Chapitre 31.1
Mais comment avait-elle pu la trouver dans un vaisseau aussi vaste que celui-ci ? Sauf à avoir un espion à bord, ou à lui avoir collé une forme de GPS extraterrestre lorsque Baal et elle se trouvaient sur le vaisseau de Rhadamanthe. Y avait-elle seulement croisé Anat ou sa générale ? Elle aurait tout aussi bien pu se trouver en présence d’une simple labirée ayant pour ordre de lui poser un mouchard… Elle ne voyait pas comment. Elle ne portait plus rien de ces journées sur elle depuis des semaines. Si elle avait ingéré quelque chose d’étranger lors d’un repas, ses senseurs l’auraient prévenue.
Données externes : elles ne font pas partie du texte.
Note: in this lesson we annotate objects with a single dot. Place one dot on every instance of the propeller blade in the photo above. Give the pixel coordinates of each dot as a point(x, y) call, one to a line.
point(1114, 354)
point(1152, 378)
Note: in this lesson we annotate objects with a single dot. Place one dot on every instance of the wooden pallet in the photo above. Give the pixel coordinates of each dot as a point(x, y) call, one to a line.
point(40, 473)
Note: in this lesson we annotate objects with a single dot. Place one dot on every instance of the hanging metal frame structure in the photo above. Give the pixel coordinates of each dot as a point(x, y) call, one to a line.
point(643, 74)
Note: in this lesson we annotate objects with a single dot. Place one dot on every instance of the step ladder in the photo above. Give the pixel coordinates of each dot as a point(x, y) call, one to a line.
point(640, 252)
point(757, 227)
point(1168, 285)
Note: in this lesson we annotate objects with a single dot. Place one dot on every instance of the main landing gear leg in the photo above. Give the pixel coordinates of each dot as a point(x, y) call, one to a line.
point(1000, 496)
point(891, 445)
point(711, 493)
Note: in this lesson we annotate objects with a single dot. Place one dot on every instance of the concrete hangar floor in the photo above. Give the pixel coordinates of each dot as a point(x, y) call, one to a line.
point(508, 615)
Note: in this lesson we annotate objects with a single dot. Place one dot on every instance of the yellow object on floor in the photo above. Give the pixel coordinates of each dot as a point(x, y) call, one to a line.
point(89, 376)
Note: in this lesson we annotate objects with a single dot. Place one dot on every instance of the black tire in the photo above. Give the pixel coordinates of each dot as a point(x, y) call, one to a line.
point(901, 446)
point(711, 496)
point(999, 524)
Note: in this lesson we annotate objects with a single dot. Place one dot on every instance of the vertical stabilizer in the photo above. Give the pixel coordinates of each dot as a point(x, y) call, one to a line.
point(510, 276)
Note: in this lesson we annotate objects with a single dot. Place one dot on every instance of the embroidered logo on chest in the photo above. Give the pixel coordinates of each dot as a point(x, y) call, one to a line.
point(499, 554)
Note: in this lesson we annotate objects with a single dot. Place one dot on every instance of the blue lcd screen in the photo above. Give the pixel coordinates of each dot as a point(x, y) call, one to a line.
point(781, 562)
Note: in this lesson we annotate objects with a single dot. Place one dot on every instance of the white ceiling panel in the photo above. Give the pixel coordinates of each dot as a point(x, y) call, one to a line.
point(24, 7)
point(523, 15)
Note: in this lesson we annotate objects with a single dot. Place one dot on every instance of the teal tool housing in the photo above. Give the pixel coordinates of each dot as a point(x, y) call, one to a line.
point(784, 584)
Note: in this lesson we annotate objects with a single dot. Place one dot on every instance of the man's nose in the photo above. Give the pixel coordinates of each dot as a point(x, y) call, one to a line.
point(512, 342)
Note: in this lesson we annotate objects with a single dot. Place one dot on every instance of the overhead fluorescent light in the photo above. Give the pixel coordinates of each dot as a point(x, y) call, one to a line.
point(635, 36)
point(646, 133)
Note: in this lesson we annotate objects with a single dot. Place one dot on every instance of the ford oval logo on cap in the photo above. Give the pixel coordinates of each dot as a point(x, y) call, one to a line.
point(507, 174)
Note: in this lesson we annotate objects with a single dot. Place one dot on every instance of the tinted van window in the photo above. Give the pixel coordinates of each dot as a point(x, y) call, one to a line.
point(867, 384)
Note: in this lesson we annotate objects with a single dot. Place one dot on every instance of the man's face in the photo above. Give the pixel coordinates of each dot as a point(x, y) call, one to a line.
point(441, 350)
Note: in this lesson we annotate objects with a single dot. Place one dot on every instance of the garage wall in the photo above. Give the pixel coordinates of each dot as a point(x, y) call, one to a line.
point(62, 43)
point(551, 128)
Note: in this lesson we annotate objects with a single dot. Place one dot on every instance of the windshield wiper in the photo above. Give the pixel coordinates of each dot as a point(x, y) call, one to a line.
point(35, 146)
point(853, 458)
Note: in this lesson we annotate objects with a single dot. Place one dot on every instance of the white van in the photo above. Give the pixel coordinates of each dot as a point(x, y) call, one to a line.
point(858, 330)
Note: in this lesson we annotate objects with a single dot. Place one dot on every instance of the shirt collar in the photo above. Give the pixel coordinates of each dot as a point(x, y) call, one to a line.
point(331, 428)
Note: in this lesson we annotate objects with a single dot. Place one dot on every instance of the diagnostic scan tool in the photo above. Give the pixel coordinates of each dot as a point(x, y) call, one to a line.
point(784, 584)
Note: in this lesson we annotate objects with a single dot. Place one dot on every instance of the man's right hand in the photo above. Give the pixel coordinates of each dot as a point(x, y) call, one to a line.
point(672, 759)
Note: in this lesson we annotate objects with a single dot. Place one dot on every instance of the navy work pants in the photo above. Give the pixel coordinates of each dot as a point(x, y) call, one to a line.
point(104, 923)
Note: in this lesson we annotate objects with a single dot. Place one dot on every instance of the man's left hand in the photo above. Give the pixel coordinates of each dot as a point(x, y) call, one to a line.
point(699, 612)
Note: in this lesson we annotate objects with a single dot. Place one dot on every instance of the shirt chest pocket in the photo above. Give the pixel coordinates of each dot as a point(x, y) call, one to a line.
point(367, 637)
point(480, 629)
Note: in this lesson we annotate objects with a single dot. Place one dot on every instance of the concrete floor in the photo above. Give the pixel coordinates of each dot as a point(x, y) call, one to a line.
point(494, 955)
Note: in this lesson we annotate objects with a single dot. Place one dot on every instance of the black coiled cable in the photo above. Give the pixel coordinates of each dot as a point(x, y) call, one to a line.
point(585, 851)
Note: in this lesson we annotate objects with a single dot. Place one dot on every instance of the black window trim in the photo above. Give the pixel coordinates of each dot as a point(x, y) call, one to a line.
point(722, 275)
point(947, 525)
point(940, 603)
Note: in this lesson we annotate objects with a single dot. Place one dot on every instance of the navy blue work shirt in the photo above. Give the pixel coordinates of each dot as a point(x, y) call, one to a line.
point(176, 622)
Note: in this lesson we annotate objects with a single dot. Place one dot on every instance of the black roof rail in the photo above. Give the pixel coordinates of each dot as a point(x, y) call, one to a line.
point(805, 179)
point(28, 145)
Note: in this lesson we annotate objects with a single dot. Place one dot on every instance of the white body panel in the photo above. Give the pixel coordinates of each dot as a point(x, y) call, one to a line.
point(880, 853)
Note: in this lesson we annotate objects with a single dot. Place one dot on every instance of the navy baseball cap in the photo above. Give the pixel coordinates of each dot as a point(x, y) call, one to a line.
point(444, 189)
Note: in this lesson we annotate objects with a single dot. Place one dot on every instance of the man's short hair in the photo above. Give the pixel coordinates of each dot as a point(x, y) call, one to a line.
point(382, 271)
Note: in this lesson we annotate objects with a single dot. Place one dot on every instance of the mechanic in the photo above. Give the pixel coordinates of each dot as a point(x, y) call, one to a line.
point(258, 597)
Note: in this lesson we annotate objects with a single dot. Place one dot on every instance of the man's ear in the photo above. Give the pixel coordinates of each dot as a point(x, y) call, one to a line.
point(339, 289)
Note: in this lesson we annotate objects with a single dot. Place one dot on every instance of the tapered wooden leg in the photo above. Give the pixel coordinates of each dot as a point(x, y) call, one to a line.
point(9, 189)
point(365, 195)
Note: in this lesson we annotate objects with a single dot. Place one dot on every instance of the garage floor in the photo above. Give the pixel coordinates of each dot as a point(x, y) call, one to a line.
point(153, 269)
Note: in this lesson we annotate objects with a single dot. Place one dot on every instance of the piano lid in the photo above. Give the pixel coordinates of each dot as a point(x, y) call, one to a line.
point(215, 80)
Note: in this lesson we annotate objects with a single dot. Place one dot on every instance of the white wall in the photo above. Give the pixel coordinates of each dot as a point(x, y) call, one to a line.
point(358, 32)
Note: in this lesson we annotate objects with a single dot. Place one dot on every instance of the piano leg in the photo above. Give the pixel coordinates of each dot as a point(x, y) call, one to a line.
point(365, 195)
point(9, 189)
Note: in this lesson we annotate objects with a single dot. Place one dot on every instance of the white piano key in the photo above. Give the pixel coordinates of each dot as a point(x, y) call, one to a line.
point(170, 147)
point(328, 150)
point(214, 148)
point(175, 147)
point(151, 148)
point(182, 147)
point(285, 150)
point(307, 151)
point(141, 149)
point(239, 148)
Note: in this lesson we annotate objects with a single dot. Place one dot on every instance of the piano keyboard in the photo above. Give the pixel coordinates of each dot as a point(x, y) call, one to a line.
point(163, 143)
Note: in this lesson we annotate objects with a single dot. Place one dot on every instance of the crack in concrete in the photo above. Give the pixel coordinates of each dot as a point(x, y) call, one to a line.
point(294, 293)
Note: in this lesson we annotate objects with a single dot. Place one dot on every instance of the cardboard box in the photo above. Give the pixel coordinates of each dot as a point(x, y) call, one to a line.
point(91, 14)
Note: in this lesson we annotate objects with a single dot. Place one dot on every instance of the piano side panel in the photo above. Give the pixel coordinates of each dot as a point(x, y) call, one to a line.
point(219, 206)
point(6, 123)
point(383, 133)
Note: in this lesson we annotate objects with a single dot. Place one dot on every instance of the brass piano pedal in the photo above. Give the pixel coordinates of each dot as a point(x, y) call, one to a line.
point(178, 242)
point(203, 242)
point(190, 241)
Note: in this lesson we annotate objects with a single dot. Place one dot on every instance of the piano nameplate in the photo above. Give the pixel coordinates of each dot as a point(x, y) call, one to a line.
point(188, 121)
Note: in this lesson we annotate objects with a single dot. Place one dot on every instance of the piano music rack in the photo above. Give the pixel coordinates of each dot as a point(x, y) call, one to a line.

Par précaution, Mead' lança un rapide scan de son hôte. Elle ne trouva rien. Esmelia en serait quitte pour une demie journée de picotements désagréables sur tout le corps. Mead’ pencha alors pour sa première hypothèse.
Baal allait être heureux d’apprendre qu’il avait encore un espion à bord. Sauf s’il le savait déjà, ce qui n’aurait rien d’étonnant de sa part.
— Vous êtes garés sur quel pont ?
— Je l’ignore. Ce vaisseau a donc plusieurs ponts ? Il n’y a pas un endroit sur ce vaisseau où il serait possible de manger. Je suis affamée.
L’art de l’esquive. Par ailleurs, difficile d'imaginer qu'un tel vaisseau n'ait pas plusieurs ponts.
Entrée de plain-pied dans le jeu de la Générale, Mead’ ne s’en formalisa pas.
— Le réfectoire se trouve au cœur du vaisseau. C’est un endroit où il y a pas mal de passages. Quelqu’un saura sûrement vous dire où est exactement stationné votre appareil.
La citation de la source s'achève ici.